It has been a difficult week.
I must clarify that statement for fear of seeming a bit insensitive to the tragedies and disasters that have befallen other parts of the world.
It has been a difficult week for fans of Hull City. There, I confirm that I am narrow minded, typically insular and ignorant to the pains, tribulations and soul searching that is going on elsewhere but in my own universe there is nothing quite as important as the battle of my football team to survive for another season .
It has been a week since I compiled my Spreadsheet of Doom, the usual analysis and guessing of the final few games for Hull City and the ten other teams hovering above the relegation places of the English Premier League.
In the short course of just one week and only one more game per team there has been a bit of movement in the dynamics of my Spreadsheet.
An unexpected couple of good results has lifted two of the previously "at risk" teams clear of the drop zone and they can relax for what is left of the season. The nervousness of the remainder has been heightened by matches between teams in the bottom 9 places, the elusive six pointers as they are called.
Yesterday, my team Hull City played away at fellow strugglers Fulham ,quietly confident of getting a result against a team that they thumped 6-0 in the corresponding home fixture. In the three seasons of top flight football Hull City have won five against Fulham perhaps the best record involving any Premier League Team. The home team have had a good string of results to lift their position slightly and do have a good squad of players, many overseas Internationals and solid domestics.
The First Half of the game was high tempo and end to end but with no score. I was a bit concerned as my team have the worst record of performance in the second half in the whole of the League and sure enough they were 2-0 down within three minutes and before the hour was up. Fulham were relentless in their pressure, speed of attack and fluidity of passing and Hull City were finding it hard to live with that.
The Craven Cottage ground is a bit old school on the banks of the Thames and with the spacious steel and corrugated sheet shed-like structures that typified most traditional venues up until the late 20th Century when the trend of scrapping and rebuilding or relocating completely became the norm.
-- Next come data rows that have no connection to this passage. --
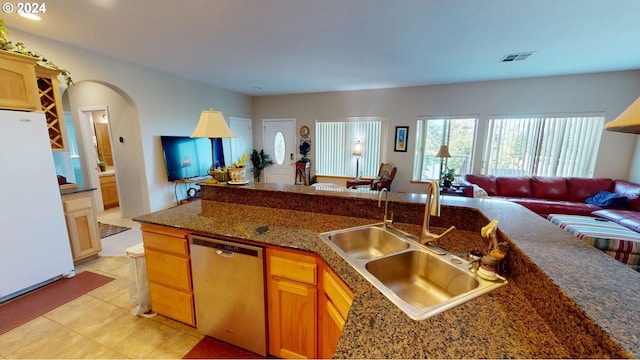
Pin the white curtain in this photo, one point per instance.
(336, 140)
(543, 146)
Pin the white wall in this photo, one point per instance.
(608, 92)
(163, 104)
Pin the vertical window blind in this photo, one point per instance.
(336, 140)
(543, 145)
(458, 133)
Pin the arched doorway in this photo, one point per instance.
(86, 99)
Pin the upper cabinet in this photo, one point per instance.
(18, 87)
(51, 102)
(30, 87)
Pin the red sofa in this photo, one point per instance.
(559, 195)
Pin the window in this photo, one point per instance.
(336, 140)
(456, 132)
(543, 145)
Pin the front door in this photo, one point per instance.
(279, 142)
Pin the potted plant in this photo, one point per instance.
(20, 48)
(448, 177)
(236, 170)
(260, 160)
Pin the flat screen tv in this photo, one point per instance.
(186, 157)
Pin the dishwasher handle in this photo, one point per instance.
(224, 253)
(226, 248)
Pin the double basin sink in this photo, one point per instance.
(422, 280)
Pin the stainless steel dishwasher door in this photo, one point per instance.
(228, 287)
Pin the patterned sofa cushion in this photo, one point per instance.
(630, 190)
(550, 188)
(514, 186)
(486, 182)
(582, 188)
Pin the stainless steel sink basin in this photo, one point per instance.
(420, 280)
(368, 242)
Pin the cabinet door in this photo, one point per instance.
(18, 88)
(335, 302)
(331, 327)
(109, 191)
(169, 272)
(83, 234)
(292, 319)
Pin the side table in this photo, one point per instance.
(356, 182)
(303, 172)
(453, 191)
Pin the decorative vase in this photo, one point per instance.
(237, 175)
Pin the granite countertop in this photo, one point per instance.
(75, 190)
(518, 320)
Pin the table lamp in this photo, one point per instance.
(212, 125)
(443, 153)
(357, 152)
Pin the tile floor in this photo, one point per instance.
(99, 324)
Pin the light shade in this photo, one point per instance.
(357, 150)
(212, 125)
(443, 152)
(628, 121)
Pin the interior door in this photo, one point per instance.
(279, 142)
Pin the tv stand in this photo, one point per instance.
(191, 193)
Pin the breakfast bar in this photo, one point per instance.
(558, 302)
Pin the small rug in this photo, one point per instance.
(27, 307)
(210, 348)
(108, 229)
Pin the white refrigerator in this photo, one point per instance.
(34, 247)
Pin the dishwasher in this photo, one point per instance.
(229, 294)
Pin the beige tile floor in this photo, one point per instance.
(99, 325)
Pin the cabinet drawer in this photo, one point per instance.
(299, 269)
(336, 294)
(169, 270)
(172, 303)
(82, 203)
(166, 243)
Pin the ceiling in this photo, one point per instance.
(266, 47)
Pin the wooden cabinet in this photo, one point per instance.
(169, 272)
(51, 104)
(82, 225)
(292, 303)
(18, 87)
(109, 191)
(334, 303)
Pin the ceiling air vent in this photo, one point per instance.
(517, 56)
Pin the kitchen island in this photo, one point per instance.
(558, 303)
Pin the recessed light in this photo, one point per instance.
(517, 56)
(29, 16)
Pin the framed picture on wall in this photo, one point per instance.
(402, 135)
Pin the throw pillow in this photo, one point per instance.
(608, 199)
(479, 192)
The crowd are about a metre from the touchline, close enough for players to catch the odour of a Tikka Pukka Pie or a Werthers Original or the spittle from an over enthusiastic fan venting euphoria or indignation.
The Hull City players are used to the spacious modern stadium experience and to some who have not come up through the lower leagues the proximity of humanity could be a bit off-putting.
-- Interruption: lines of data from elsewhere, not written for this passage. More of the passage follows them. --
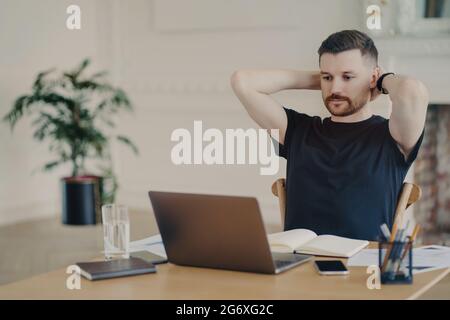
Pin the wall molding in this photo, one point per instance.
(28, 212)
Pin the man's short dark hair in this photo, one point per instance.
(348, 40)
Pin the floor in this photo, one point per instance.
(35, 247)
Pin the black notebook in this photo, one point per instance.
(115, 268)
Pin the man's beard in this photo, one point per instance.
(346, 107)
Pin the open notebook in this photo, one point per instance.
(308, 242)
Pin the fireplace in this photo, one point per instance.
(432, 174)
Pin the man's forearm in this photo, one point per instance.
(404, 91)
(270, 81)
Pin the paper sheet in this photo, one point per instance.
(152, 244)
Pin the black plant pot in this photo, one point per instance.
(81, 198)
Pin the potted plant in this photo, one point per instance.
(74, 114)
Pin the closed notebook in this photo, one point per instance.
(115, 268)
(308, 242)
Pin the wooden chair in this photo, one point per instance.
(410, 191)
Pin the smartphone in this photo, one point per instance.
(330, 267)
(149, 257)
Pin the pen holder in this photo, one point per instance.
(395, 261)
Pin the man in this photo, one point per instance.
(345, 172)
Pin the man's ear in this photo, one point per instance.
(376, 73)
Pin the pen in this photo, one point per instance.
(398, 252)
(408, 246)
(393, 254)
(385, 231)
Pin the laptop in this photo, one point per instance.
(214, 231)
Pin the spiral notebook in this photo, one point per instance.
(115, 268)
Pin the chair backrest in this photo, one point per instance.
(279, 190)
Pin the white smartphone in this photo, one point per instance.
(330, 267)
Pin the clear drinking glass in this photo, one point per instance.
(116, 231)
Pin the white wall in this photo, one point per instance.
(175, 65)
(34, 37)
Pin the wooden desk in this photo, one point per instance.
(178, 282)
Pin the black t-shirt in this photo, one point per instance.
(342, 178)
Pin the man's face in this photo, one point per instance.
(346, 81)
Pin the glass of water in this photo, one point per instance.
(116, 231)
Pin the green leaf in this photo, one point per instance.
(17, 111)
(127, 142)
(51, 165)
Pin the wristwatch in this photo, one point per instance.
(380, 83)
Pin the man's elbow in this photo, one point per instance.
(238, 80)
(414, 93)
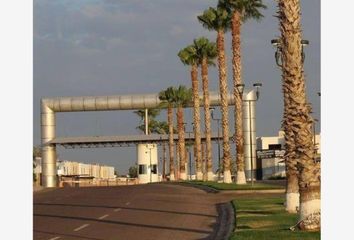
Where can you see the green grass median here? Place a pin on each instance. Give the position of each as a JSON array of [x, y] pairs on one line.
[[266, 218], [233, 186]]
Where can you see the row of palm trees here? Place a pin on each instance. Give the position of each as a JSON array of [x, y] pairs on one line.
[[229, 14], [303, 173]]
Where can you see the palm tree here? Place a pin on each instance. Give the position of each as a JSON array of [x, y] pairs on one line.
[[188, 56], [298, 111], [207, 52], [183, 96], [167, 100], [240, 10], [219, 20], [152, 113]]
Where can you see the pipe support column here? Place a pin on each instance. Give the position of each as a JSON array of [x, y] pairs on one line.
[[49, 169]]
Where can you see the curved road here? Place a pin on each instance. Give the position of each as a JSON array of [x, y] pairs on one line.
[[152, 211]]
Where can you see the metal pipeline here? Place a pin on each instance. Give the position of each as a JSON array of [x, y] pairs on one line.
[[49, 106], [249, 132]]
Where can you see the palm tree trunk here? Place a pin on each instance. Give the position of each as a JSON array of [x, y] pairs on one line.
[[299, 112], [181, 144], [164, 161], [236, 68], [224, 105], [205, 80], [205, 178], [171, 143], [178, 160], [292, 183], [196, 120]]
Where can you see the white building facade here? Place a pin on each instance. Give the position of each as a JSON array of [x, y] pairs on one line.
[[274, 166]]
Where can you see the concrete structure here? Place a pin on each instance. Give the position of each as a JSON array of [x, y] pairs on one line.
[[275, 166], [147, 163]]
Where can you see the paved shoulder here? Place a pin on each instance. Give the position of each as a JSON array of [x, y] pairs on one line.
[[153, 211]]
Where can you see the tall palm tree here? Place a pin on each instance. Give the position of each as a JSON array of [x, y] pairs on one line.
[[298, 113], [188, 56], [219, 20], [206, 52], [167, 100], [241, 11], [182, 97]]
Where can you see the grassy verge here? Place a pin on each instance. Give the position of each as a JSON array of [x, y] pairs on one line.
[[233, 186], [265, 218]]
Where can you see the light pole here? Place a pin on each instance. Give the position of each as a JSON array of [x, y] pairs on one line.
[[217, 122], [240, 89]]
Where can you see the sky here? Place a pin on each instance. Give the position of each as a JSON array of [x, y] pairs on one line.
[[112, 47]]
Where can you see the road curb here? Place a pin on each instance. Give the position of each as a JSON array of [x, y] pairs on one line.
[[213, 190], [225, 223]]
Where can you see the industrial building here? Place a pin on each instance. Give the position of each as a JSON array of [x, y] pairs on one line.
[[270, 152]]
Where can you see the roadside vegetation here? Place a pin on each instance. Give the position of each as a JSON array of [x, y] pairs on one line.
[[265, 218]]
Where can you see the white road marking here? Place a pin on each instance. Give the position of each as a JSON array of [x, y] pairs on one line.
[[104, 216], [81, 227]]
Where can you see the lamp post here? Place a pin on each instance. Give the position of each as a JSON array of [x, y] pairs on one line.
[[278, 44], [189, 150], [240, 89], [218, 124]]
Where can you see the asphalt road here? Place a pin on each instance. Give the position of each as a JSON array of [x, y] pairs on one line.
[[153, 211]]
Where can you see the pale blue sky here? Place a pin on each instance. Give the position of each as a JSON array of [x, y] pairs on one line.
[[109, 47]]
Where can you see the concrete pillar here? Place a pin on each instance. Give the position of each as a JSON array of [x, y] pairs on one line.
[[147, 153]]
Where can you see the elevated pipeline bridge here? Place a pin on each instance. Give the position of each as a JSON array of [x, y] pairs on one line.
[[122, 141]]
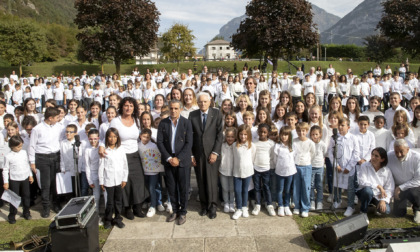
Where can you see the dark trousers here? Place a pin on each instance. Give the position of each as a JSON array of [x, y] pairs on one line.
[[178, 184], [21, 188], [113, 203], [48, 165], [412, 195], [262, 183]]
Fulham's fans conveyed to their team that they had probably done enough for all three points and the festival atmosphere was contagious. The commentating team from BBC Radio Humberside were optimistic as ever and retained confidence in what has been a fantastically close knit team ethic under Steve Bruce's managership but with every passing minute there was a scaling down of their expectations. With the likely outcome being a defeat the regular presenter and the ex-Tiger summariser lost a bit of concentration. The Fulham substitute who had thumped home the first goal, an Iranian International, had his name mispronounced with the phonetic equivalent of "The Shagger" causing much initial mirth and then cautious back-tracking most likely after a bit of comment through the headphones from the BBC Producer.. Up to that point that event was the highlight of the game for me.
A loopy deflection, freakish in trajectory came off the cross bar and one of City's newest strikers was quickest to react and the roof of the net bulged. 2-1. In the following minutes Hull showed determination and Fulham began to wilt. The woodwork of the home team goal was battered and rattled. The other of the newest strikers who had been busy but in vain all day finally got his reward and City, previously down and out had salvaged a point. 2-2.
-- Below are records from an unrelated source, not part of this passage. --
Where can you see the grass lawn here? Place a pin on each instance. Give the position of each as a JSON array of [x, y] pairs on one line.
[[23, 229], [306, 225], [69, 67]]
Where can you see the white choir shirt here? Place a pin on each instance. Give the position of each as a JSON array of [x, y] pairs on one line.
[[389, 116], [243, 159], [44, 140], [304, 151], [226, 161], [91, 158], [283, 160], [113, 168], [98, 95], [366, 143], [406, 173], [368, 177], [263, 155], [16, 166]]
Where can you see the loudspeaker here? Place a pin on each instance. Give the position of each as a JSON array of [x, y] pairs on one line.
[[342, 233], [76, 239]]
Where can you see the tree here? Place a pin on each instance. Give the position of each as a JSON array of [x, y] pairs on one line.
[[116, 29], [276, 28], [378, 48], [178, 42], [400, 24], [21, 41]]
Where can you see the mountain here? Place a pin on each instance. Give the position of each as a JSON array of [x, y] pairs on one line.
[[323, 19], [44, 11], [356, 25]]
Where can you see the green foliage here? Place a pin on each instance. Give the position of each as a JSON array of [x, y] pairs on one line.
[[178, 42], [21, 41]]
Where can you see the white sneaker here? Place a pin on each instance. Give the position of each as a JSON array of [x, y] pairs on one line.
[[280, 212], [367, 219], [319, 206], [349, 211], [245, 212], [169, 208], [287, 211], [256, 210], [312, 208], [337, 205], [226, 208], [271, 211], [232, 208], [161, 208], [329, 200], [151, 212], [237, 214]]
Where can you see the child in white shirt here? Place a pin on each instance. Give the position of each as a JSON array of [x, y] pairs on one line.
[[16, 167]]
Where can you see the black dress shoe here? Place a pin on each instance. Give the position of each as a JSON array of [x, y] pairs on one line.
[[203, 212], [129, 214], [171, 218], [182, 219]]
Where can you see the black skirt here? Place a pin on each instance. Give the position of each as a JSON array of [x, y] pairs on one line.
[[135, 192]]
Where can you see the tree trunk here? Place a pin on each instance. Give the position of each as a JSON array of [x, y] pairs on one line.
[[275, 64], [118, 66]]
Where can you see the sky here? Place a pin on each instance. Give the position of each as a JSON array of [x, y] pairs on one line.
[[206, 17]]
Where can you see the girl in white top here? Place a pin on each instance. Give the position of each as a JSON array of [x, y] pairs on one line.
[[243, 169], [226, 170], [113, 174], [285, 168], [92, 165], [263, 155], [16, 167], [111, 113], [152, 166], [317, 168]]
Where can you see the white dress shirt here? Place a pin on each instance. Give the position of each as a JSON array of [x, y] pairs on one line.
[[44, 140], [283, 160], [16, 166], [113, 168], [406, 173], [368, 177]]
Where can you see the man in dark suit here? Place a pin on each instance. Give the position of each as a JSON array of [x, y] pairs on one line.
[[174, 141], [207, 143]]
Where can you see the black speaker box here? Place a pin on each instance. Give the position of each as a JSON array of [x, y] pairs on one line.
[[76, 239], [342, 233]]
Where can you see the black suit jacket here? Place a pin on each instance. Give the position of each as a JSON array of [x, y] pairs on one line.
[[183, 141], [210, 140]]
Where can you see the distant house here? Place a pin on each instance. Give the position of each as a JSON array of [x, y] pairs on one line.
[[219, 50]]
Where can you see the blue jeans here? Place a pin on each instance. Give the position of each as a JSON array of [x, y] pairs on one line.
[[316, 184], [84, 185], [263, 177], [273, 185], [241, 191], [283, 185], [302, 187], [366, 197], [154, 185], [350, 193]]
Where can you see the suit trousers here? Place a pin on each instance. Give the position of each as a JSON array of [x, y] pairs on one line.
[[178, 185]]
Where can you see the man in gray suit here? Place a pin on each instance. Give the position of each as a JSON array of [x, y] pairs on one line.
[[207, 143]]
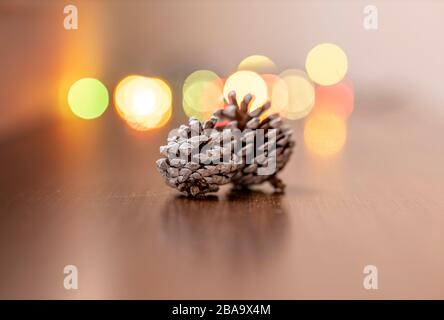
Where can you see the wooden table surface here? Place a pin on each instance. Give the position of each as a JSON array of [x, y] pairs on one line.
[[88, 194]]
This result and those of the drop zone contenders have been fed into my Spreadsheet of Doom.
I cannot come to any firm conclusions yet and later today there is a pivotally important match between Sunderland and Cardiff City who occupy the bottom two automatic relegation places.
However, the standings are critically poised and in my analytical guesstimation my team just need the one more point to be safe. Definitely, maybe.